O chão-que-não-era-chão tremia sob seus pés, indiferente aos bocejos resmungados dos passageiros que lançavam olhares enublados pelo sono através das janelas embaciadas de respirações conjuntas. No exterior, o ar gelava os dedos, enquanto ele tentava discernir, serenamente, por entre a pré-madrugada. As notas que se elevavam sobre a cidade iludiam a escuridão adormecida, e nada mais havia no céu nocturno-matinal que a lanterna-farol ignorada, com os olhares postos no raiar da alva celestial em ardentes chamas de arco-íris.

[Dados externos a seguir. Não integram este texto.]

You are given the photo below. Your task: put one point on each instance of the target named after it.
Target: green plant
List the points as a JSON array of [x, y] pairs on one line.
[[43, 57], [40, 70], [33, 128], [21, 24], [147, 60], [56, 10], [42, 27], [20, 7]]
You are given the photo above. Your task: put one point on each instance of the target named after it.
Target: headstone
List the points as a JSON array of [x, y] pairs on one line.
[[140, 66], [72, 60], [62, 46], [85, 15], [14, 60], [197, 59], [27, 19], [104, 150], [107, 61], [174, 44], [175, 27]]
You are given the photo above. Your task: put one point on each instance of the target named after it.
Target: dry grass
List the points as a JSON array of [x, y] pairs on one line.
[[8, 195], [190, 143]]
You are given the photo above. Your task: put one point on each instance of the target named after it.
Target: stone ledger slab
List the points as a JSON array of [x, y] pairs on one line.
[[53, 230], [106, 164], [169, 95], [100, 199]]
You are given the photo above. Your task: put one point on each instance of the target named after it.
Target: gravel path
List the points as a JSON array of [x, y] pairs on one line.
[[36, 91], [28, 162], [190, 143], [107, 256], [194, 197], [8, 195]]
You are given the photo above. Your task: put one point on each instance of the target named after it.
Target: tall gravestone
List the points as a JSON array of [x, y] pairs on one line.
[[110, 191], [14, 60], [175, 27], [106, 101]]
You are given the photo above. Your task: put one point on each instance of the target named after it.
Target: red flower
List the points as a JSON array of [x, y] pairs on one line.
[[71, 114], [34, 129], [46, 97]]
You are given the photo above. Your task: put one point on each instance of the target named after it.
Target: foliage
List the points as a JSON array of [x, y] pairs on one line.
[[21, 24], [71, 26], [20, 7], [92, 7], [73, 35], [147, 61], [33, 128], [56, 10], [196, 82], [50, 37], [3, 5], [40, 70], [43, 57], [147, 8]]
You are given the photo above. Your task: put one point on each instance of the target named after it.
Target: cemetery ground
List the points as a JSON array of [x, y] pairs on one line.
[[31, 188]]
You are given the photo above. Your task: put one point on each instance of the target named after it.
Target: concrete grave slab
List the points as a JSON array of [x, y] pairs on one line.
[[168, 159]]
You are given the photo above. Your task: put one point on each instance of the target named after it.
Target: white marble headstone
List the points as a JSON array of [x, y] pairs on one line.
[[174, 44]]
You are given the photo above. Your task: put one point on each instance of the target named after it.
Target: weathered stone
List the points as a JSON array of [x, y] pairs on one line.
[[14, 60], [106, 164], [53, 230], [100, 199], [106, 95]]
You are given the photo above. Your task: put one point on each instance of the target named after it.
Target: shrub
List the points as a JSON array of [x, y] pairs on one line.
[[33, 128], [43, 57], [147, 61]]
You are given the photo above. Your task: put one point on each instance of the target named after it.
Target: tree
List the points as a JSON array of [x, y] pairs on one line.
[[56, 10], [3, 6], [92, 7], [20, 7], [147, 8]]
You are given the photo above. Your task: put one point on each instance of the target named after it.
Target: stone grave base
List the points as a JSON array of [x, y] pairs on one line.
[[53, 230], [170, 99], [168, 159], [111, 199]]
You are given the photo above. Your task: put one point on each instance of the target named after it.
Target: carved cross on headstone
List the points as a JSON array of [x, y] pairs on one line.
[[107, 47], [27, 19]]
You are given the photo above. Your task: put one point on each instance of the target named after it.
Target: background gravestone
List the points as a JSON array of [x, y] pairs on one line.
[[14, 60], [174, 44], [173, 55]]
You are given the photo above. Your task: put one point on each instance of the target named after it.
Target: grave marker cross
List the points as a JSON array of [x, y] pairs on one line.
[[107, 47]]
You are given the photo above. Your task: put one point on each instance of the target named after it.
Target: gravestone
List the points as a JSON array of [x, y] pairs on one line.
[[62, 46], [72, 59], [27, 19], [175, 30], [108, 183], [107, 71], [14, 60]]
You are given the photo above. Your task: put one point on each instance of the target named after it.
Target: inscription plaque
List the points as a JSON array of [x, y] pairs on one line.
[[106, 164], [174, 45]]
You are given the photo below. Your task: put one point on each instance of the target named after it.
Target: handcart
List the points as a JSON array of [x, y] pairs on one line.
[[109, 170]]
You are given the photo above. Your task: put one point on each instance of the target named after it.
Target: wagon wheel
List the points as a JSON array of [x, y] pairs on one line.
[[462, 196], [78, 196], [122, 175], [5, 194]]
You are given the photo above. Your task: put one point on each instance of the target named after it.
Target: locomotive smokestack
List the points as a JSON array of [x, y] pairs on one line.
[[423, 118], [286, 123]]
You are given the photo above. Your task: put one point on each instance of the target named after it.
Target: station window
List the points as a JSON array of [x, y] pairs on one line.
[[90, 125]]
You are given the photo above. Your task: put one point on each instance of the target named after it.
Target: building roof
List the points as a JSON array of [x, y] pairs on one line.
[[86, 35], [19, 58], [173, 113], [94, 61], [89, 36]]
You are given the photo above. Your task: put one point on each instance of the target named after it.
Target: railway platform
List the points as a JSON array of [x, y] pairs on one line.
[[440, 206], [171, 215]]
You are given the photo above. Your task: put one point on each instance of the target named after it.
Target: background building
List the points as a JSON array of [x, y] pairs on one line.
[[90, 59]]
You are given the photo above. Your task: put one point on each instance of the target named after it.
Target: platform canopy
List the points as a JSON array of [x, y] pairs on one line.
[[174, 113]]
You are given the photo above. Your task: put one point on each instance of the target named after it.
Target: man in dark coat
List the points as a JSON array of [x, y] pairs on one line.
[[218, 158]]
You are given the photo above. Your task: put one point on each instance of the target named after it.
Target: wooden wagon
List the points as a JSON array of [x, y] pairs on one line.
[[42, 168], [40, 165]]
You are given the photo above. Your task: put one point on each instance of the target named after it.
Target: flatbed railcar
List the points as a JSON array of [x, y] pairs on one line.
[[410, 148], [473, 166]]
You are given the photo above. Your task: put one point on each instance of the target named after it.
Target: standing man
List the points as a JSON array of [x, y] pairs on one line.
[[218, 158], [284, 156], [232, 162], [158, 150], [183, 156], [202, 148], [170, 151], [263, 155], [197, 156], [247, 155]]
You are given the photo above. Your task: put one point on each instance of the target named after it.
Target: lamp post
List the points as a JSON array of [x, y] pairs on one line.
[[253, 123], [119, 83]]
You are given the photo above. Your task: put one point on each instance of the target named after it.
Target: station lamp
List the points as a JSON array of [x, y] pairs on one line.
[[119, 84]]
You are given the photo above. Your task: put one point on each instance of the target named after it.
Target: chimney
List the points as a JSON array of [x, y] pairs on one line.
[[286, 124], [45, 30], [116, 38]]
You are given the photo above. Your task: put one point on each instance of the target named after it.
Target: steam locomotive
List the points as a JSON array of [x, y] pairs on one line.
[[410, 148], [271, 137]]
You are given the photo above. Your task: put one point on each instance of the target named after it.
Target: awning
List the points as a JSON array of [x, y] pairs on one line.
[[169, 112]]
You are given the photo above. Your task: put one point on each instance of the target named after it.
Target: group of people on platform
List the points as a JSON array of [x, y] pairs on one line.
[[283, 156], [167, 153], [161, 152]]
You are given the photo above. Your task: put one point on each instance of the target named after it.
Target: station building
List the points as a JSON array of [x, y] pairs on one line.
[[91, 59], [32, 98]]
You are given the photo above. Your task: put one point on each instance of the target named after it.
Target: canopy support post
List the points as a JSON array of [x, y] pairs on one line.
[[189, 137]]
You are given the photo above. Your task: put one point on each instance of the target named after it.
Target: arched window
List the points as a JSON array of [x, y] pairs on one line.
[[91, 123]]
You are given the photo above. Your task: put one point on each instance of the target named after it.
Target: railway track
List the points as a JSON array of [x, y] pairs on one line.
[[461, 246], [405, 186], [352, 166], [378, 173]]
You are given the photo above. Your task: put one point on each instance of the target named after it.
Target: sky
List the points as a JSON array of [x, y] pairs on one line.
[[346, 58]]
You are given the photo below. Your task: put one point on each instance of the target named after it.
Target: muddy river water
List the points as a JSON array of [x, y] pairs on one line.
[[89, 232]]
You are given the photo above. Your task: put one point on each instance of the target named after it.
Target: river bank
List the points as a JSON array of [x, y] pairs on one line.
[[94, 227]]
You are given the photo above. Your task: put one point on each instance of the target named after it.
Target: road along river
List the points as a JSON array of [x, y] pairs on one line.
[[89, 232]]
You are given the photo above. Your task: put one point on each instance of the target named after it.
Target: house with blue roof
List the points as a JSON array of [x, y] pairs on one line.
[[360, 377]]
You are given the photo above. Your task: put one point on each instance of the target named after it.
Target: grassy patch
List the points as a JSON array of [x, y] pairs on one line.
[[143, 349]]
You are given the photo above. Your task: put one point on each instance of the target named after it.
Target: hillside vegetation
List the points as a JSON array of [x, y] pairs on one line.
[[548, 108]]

E, nesse despertar de sensações ainda imersas no entorpecer dos sentidos pouco claros, embriagados pelo pudor de obrigações rotineiras, acreditava ser o único a olhar a brilhante e redonda lua. Com a clara nitidez da arrogância bem definida pela imaginação egocêntrica, mirava a invulnerável mas cansada donzela cercada pelos seus aposentos de ébano estrelado. E se fosse o único? E se todos os outros habitantes da ruidosa cidade tivessem os olhos pregados ao chão numa angústia de não querer olhar para cima, por ser demasiado alto? Ou se esperassem apenas o dealbar do dia, e fixassem o oriente com suas orbes semi-inconscientes, alçando a vista onde apenas esperava l’avenir? Talvez fosse, então, aquele a quem a lua retribuía o olhar ofuscante, pleno da sua angelicalidade demoníaca, pois a sua auréola hipnotizava o seu único espectador. Quando desaparecia por segundos, ocultada por detrás das construções de betão que irrompiam como cinzentas flores silvestres, não tardava a reaparecer, para deleitoso êxtase de seu mirone.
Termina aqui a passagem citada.